Luckily for Clara and the platoon, the Cyber-Planner was so immersed in his game with the Doctor that he used the power of his brethren to boost his processing, temporarily shutting them down. But the Doctor had the upper hand. After playing a move that allows the children to be freed, he gives the Cyber-Planner a moment to claim victory. And when Cyber-Webley goes after the kids, Porridge ends him with a pulse to the leg. And then it was mate in three moves:
  1. Move One: Turn on sonic screwdriver. 
  2. Move Two: Activate pulse. 
  3. Move Three: Apply pulse.
Struggling momentarily with the Cyber Planner, the Doctor is able to slap himself in the Cyber-Face with the pulse, frying the circuitry and allowing him to reclaim complete control of his mind. But the Cybermen reactivate and march in for the kill. With no way to detonate the Desolator, all is surely lost. But, in the most annoying way possible, Angie correctly surmises that Porridge is the missing Emperor, and indeed Emperor Ludens Nimrod Kendrick Cord Longstaff XLI, Defender of Humanity and Imperator of Known Space activates the bomb with his voice.
"Yub Yub, Commander."
The gang is beamed aboard his ship, where they watch as Hedgewick's World of Wonders is destroyed.

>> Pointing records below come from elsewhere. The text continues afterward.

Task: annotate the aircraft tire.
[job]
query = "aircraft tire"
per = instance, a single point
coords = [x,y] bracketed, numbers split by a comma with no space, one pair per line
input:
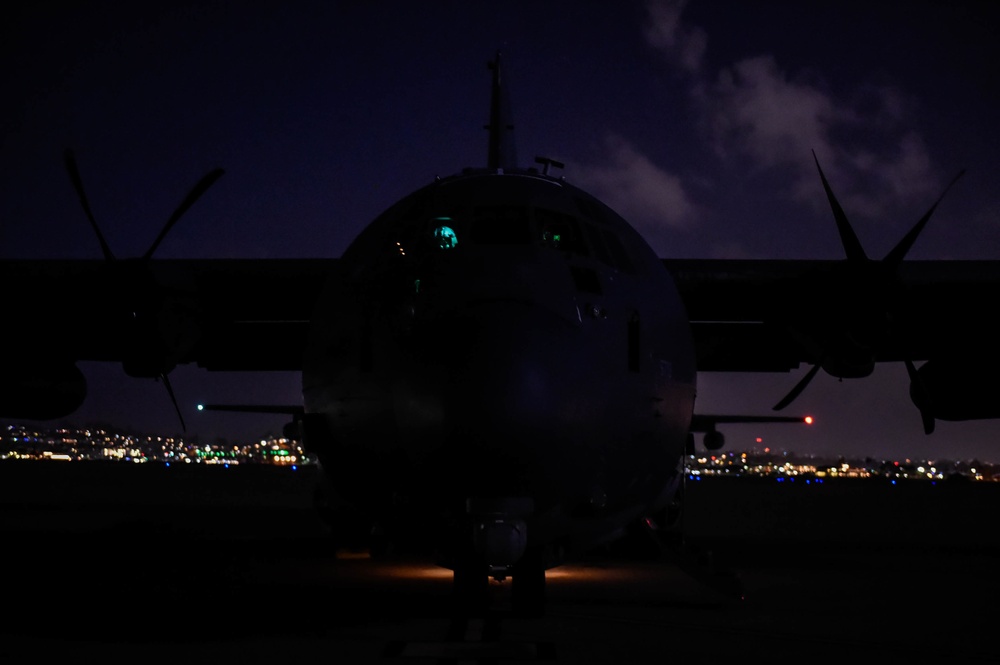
[470,587]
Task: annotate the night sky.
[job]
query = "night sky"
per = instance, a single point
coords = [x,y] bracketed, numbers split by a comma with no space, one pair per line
[694,120]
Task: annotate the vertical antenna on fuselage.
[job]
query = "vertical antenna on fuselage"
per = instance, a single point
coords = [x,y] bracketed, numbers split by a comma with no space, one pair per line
[502,154]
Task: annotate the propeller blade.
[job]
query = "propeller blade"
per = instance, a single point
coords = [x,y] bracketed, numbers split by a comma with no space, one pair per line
[920,397]
[207,181]
[903,246]
[799,387]
[849,239]
[74,176]
[170,391]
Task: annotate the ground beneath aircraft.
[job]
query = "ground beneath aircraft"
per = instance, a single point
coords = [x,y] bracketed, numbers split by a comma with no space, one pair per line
[118,563]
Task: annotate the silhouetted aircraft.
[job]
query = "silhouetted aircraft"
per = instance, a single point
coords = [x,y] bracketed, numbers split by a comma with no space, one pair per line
[499,364]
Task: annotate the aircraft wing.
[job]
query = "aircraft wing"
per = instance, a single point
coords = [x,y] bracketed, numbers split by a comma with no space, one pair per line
[845,316]
[222,314]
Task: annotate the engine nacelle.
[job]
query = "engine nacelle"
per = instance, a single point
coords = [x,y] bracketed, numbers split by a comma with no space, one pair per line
[41,390]
[959,390]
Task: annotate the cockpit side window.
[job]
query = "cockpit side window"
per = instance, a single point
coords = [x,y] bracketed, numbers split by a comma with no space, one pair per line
[559,231]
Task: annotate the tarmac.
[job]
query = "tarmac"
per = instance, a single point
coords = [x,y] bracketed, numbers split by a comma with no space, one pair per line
[110,563]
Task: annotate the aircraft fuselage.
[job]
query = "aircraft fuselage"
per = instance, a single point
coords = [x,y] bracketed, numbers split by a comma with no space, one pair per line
[508,351]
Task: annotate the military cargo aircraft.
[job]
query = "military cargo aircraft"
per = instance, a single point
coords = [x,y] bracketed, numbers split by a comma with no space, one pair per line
[499,364]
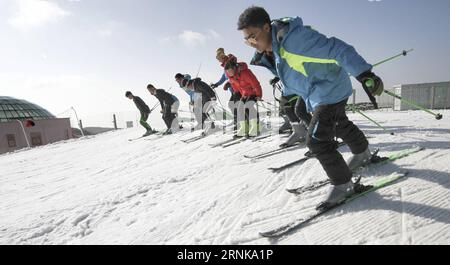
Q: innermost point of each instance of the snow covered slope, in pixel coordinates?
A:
(108, 190)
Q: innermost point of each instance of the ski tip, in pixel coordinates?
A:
(267, 234)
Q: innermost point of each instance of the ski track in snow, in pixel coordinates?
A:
(105, 189)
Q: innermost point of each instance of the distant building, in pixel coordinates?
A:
(428, 95)
(47, 128)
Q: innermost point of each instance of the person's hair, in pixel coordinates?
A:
(253, 16)
(230, 65)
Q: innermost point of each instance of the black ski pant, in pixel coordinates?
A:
(328, 122)
(295, 109)
(168, 116)
(235, 97)
(247, 108)
(205, 115)
(143, 121)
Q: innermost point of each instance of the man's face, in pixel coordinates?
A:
(259, 38)
(230, 72)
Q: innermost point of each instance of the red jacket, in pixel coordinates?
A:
(230, 57)
(245, 82)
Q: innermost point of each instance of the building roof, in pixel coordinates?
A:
(19, 109)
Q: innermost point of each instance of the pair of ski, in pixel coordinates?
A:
(234, 141)
(360, 190)
(140, 137)
(276, 151)
(307, 156)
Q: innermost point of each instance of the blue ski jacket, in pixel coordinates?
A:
(311, 65)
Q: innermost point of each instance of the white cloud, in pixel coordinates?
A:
(108, 29)
(35, 13)
(191, 38)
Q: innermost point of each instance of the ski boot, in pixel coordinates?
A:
(359, 160)
(337, 194)
(167, 132)
(285, 127)
(298, 135)
(149, 132)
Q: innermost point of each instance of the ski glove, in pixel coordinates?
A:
(371, 83)
(227, 86)
(274, 81)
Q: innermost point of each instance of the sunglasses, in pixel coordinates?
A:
(253, 38)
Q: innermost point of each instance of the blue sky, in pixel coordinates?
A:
(87, 53)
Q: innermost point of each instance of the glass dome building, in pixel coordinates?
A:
(19, 109)
(25, 124)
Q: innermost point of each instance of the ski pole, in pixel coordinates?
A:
(438, 116)
(403, 53)
(371, 97)
(367, 117)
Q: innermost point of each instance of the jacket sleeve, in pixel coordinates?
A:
(319, 46)
(256, 86)
(222, 80)
(141, 105)
(205, 89)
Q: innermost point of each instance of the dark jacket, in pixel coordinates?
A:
(203, 88)
(165, 98)
(140, 104)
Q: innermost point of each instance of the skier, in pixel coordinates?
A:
(169, 107)
(207, 99)
(195, 102)
(144, 110)
(243, 80)
(294, 108)
(316, 68)
(235, 95)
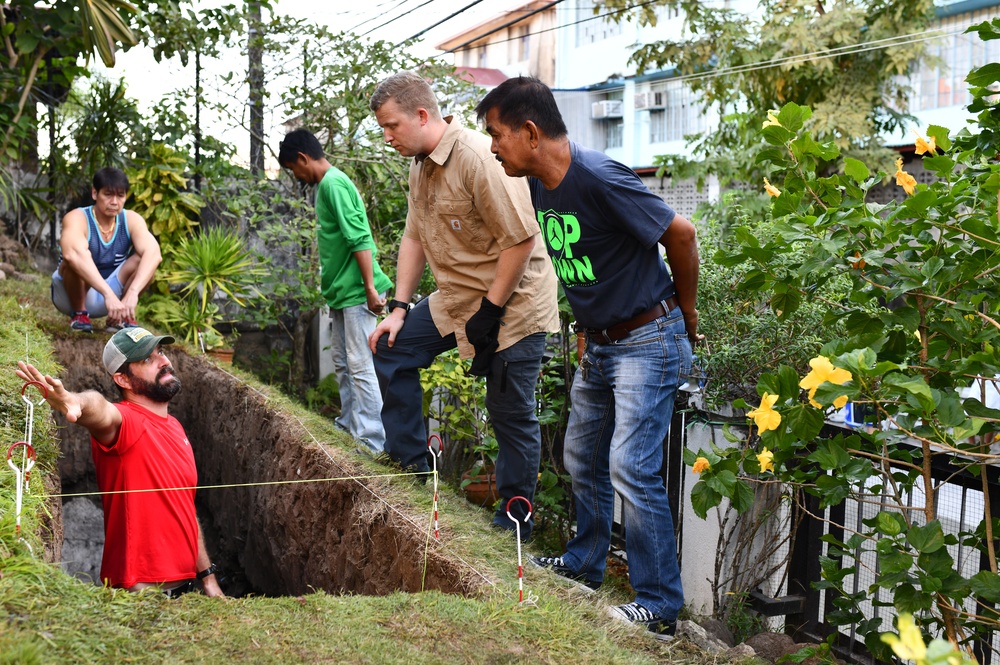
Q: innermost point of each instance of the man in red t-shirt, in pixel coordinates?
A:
(151, 539)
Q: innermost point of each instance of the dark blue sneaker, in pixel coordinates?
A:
(80, 322)
(634, 613)
(115, 327)
(557, 566)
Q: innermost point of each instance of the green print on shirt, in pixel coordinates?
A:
(561, 232)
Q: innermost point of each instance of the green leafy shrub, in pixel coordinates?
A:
(920, 326)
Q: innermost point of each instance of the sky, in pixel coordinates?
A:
(148, 81)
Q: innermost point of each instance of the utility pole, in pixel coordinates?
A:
(197, 117)
(255, 47)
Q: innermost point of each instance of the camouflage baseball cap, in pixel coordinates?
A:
(130, 345)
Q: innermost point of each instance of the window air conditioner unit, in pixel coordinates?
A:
(649, 101)
(606, 108)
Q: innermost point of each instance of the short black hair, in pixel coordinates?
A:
(111, 178)
(524, 98)
(296, 141)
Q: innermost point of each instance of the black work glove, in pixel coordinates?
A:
(482, 330)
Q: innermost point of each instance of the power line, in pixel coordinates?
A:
(900, 40)
(377, 15)
(447, 18)
(409, 11)
(508, 24)
(862, 47)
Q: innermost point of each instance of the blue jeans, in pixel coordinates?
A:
(510, 401)
(614, 442)
(360, 398)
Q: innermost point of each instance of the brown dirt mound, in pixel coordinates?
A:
(340, 536)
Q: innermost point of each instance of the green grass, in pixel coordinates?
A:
(49, 617)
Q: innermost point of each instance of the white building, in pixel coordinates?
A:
(634, 118)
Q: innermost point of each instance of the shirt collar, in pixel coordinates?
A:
(443, 150)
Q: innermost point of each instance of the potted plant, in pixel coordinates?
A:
(479, 482)
(212, 267)
(220, 347)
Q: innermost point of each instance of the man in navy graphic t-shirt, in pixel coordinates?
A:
(603, 228)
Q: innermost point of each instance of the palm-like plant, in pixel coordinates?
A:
(213, 261)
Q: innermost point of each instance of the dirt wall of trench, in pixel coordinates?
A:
(340, 536)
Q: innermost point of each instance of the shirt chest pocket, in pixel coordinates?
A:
(458, 220)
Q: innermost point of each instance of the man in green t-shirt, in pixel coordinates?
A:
(352, 283)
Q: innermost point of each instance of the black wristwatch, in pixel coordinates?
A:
(393, 304)
(211, 570)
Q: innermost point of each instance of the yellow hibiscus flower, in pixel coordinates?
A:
(764, 416)
(904, 179)
(923, 145)
(823, 371)
(771, 189)
(766, 460)
(771, 119)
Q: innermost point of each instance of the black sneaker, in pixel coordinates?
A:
(634, 613)
(557, 566)
(80, 322)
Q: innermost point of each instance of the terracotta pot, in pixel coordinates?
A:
(222, 355)
(481, 489)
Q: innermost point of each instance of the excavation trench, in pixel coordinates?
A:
(339, 536)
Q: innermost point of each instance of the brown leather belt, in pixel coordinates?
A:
(620, 331)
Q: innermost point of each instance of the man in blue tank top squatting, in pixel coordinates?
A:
(108, 257)
(602, 227)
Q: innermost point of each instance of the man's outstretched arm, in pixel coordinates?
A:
(88, 409)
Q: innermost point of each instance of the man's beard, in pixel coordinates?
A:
(155, 390)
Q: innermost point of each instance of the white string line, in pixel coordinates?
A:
(437, 543)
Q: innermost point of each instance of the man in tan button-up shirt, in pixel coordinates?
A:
(496, 296)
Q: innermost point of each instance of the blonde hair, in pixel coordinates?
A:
(411, 92)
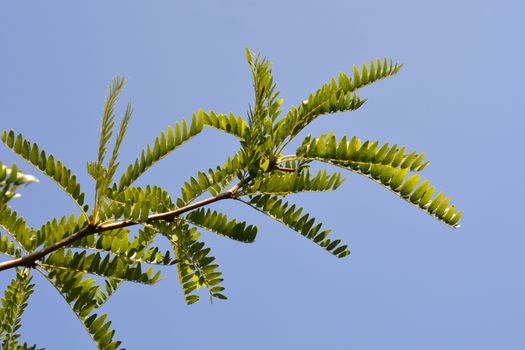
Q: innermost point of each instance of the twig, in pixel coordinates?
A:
(30, 259)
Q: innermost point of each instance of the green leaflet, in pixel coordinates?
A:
(164, 144)
(357, 154)
(389, 166)
(230, 124)
(329, 99)
(217, 222)
(55, 230)
(134, 203)
(332, 97)
(416, 192)
(287, 183)
(100, 332)
(17, 228)
(291, 216)
(10, 179)
(8, 247)
(13, 304)
(213, 181)
(81, 295)
(54, 169)
(117, 243)
(194, 265)
(102, 265)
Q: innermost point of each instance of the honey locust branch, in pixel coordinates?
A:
(30, 259)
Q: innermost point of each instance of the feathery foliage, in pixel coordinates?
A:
(46, 164)
(13, 304)
(87, 256)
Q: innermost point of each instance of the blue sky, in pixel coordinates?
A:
(410, 282)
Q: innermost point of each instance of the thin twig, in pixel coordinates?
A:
(30, 259)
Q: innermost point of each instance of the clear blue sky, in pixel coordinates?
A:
(410, 282)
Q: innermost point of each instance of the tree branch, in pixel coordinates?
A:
(30, 259)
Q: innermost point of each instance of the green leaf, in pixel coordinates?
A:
(357, 154)
(194, 264)
(292, 217)
(230, 124)
(217, 222)
(117, 268)
(14, 303)
(287, 183)
(164, 144)
(55, 170)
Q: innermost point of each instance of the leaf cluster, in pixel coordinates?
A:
(87, 256)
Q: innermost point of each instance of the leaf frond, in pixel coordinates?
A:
(291, 216)
(14, 303)
(218, 223)
(164, 144)
(47, 165)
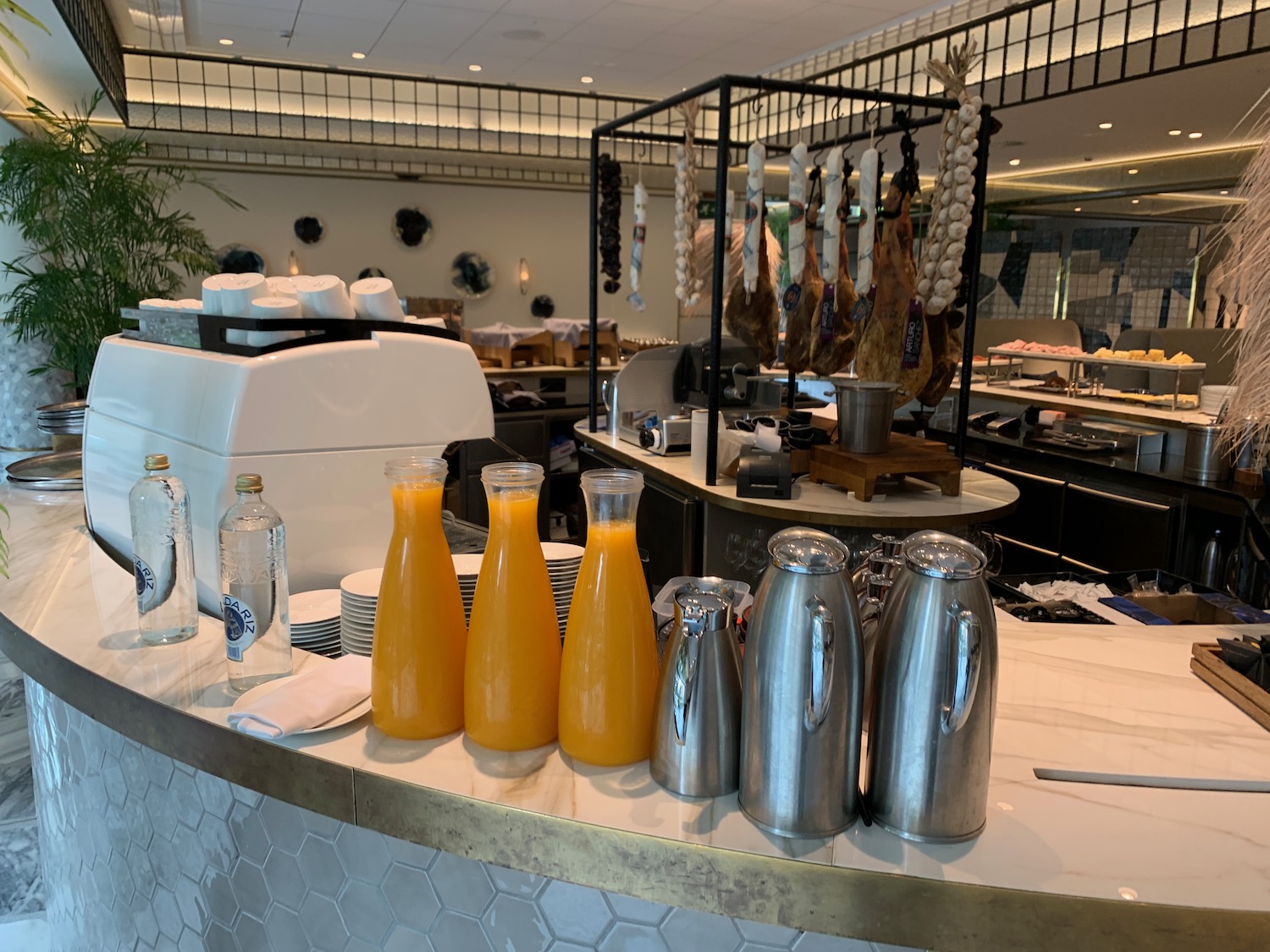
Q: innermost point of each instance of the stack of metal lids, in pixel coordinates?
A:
(63, 419)
(51, 471)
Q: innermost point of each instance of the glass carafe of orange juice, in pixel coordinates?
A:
(421, 640)
(512, 680)
(609, 674)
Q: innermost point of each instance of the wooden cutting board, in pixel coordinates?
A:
(925, 459)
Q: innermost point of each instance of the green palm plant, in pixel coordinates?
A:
(98, 231)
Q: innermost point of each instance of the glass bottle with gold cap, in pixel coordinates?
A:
(254, 588)
(163, 555)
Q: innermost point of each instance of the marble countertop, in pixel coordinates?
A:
(983, 495)
(1091, 698)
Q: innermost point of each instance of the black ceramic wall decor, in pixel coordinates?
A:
(411, 228)
(236, 258)
(309, 228)
(543, 306)
(472, 274)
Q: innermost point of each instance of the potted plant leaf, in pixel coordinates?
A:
(94, 215)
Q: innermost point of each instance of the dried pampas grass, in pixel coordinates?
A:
(1250, 233)
(704, 245)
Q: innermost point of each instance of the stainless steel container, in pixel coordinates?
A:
(934, 695)
(1206, 459)
(865, 413)
(696, 720)
(803, 687)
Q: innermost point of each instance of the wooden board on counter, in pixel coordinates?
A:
(1227, 682)
(907, 456)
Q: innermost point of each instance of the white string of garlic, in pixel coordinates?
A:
(952, 201)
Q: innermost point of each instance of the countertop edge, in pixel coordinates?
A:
(817, 898)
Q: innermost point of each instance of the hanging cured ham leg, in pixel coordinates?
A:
(893, 343)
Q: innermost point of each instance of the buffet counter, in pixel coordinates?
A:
(155, 817)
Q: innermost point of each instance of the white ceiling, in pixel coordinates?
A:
(644, 47)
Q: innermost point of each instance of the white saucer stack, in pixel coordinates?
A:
(315, 622)
(358, 597)
(467, 568)
(564, 560)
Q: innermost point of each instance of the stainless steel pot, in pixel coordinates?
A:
(1206, 459)
(934, 695)
(696, 720)
(803, 685)
(865, 413)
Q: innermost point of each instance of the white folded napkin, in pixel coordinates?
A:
(307, 701)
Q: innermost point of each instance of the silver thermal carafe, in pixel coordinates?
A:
(803, 687)
(934, 695)
(696, 720)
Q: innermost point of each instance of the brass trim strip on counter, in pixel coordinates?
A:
(881, 906)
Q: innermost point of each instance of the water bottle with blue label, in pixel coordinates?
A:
(163, 556)
(254, 588)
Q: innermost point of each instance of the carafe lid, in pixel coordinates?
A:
(942, 556)
(807, 551)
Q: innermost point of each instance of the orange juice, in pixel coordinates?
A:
(512, 678)
(417, 658)
(609, 674)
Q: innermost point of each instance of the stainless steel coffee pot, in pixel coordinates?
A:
(934, 695)
(803, 680)
(696, 718)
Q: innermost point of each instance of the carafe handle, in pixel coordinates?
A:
(822, 664)
(685, 680)
(965, 673)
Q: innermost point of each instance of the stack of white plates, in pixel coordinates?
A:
(315, 622)
(358, 597)
(564, 560)
(61, 418)
(1212, 396)
(467, 568)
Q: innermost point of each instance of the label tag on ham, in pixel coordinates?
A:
(827, 314)
(914, 332)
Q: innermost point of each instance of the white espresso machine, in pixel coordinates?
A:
(317, 421)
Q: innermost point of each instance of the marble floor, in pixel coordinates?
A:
(22, 889)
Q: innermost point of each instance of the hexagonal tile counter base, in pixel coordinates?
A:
(142, 852)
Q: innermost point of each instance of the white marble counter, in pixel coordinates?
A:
(1076, 697)
(983, 495)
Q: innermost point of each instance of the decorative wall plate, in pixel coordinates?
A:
(411, 228)
(472, 274)
(236, 258)
(310, 228)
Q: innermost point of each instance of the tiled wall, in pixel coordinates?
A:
(142, 852)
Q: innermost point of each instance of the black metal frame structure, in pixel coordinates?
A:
(762, 116)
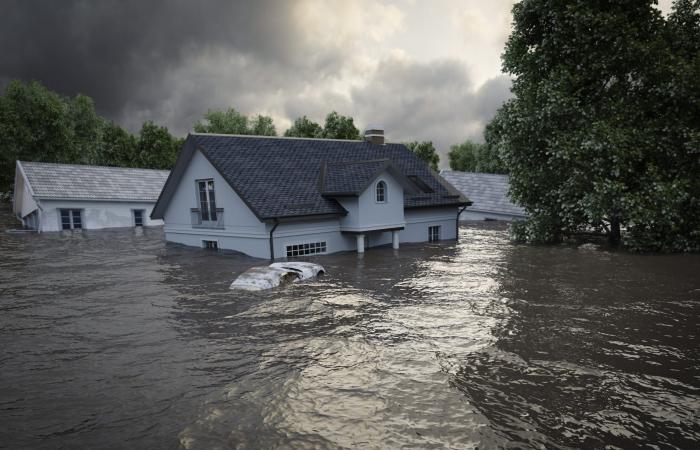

Content that he had done his duty and redeemed himself, Porridge asks Clara to marry him and stave off the loneliness of intergalactic rule. Clara politely declines (much to Angie's frustration) and the group departs for home.

"Nightmare in Silver" was full of rich characters who played their parts with great depth and conviction (save, of course, for the kids...) Jenna-Louise Coleman really shined in this episode. She was able to hold her own and take full charge of the command the Doctor left her, made quick, tactical decisions, and showed her complete faith in the Doctor (even if she didn't know what he was doing). She was more like her Victorian self than in any previous episode. And the interplay between her and the Doctor (and Mr. Clever) was just superb.Warwick Davis exuded tons of gravitas and made you really feel for the Emperor, who felt lonely at the top and who, much like the Doctor, was still struggling with his actions that may have ended the war against the Cyberiad, but destroyed countless trillions of lives in the process. Even Jason Watkins played a great part in Webley, who went from slightly downtrodden to obedient and proud Cyber-Webley before his demise. 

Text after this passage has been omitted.